[BUG] Locally finetune failed

Question

[BUG] Locally finetune failed

forcekeng opened this issue a year ago · 2 comments

Describe the bug
I follow the Quick Start in README to finetune the model on my local GPU machine, but an error occured.
To Reproduce
The code I input is:

git clone -b v0.0.5 https://github.com/OptimalScale/LMFlow.git
...
cd data && ./download.sh alpaca && cd -

./scripts/run_finetune.sh \
  --model_name_or_path gpt2 \
  --dataset_path data/alpaca/train \
  --output_model_path output_models/finetuned_gpt2

which just follows the Quick Start. I use the master branch, this error still exists.
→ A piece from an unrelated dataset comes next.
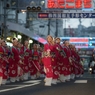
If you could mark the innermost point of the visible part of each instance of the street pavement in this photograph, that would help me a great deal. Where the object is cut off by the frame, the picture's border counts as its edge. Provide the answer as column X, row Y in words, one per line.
column 79, row 86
The error is (the same to the screenshot):

[2023-10-22 14:41:35,628] [WARNING] [comm.py:152:init_deepspeed_backend] NCCL backend in DeepSpeed not yet implemented
[2023-10-22 14:41:35,628] [INFO] [comm.py:616:init_distributed] cdb=None
[2023-10-22 14:41:35,628] [INFO] [comm.py:643:init_distributed] Initializing TorchBackend in DeepSpeed with backend nccl
10/22/2023 14:41:36 - WARNING - lmflow.pipeline.finetuner - Process rank: 0, device: cuda:0, n_gpu: 1,distributed training: True, 16-bits training: True
10/22/2023 14:41:38 - WARNING - datasets.builder - Found cached dataset json (file:///home/u20/.cache/huggingface/datasets/json/default-35bfd20777bfc767/0.0.0/0f7e3662623656454fcd2b650f34e886a7db4b9104504885bd462096cc7a9f51)
Traceback (most recent call last):
  File "/home/u20/project/LMFlow/examples/finetune.py", line 61, in <module>
    main()
  File "/home/u20/project/LMFlow/examples/finetune.py", line 53, in main
    dataset = Dataset(data_args)
  File "/home/u20/project/LMFlow/src/lmflow/datasets/dataset.py", line 102, in __init__
    raw_dataset = load_dataset(
  File "/home/u20/miniconda3/envs/lmflow/lib/python3.9/site-packages/datasets/load.py", line 1794, in load_dataset
    ds = builder_instance.as_dataset(split=split, verification_mode=verification_mode, in_memory=keep_in_memory)
  File "/home/u20/miniconda3/envs/lmflow/lib/python3.9/site-packages/datasets/builder.py", line 1089, in as_dataset
    raise NotImplementedError(f"Loading a dataset cached in a {type(self._fs).__name__} is not supported.")
NotImplementedError: Loading a dataset cached in a LocalFileSystem is not supported.
[2023-10-22 14:41:38,710] [INFO] [launch.py:315:sigkill_handler] Killing subprocess 12411
[2023-10-22 14:41:38,710] [ERROR] [launch.py:321:sigkill_handler] ['/home/u20/miniconda3/envs/lmflow/bin/python', '-u', 'examples/finetune.py', '--local_rank=0', '--model_name_or_path', 'gpt2', '--dataset_path', 'data/alpaca/train', '--output_dir', 'output_models/finetuned_gpt2', '--overwrite_output_dir', '--num_train_epochs', '0.01', '--learning_rate', '2e-5', '--block_size', '512', '--per_device_train_batch_size', '1', '--deepspeed', 'configs/ds_config_zero3.json', '--fp16', '--run_name', 'finetune', '--validation_split_percentage', '0', '--logging_steps', '20', '--do_train', '--ddp_timeout', '72000', '--save_steps', '5000', '--dataloader_num_workers', '1'] exits with return code = 1

Screenshots

Desktop (please complete the following information):

OS: WSL2 Ubuntu20.04.6
torch 2.0.1+cu118
nvcc 11.3

Card info:

Additional context
It seems that it's not an error about the GPU or torch, I guess this Repo is built for distributed system, but I run it on a single machine.

Answer 1 · 2023-10-23T15:22:27.000Z

For me, pinning fsspec<2023.10.0 fixed this issue. See huggingface/datasets#6330.

Answer 2 · 2023-10-26T05:46:30.000Z

@nicola-v Thanks. It works by pip install fsspec==2023.9.2 follow the huggingface/datasets#6330.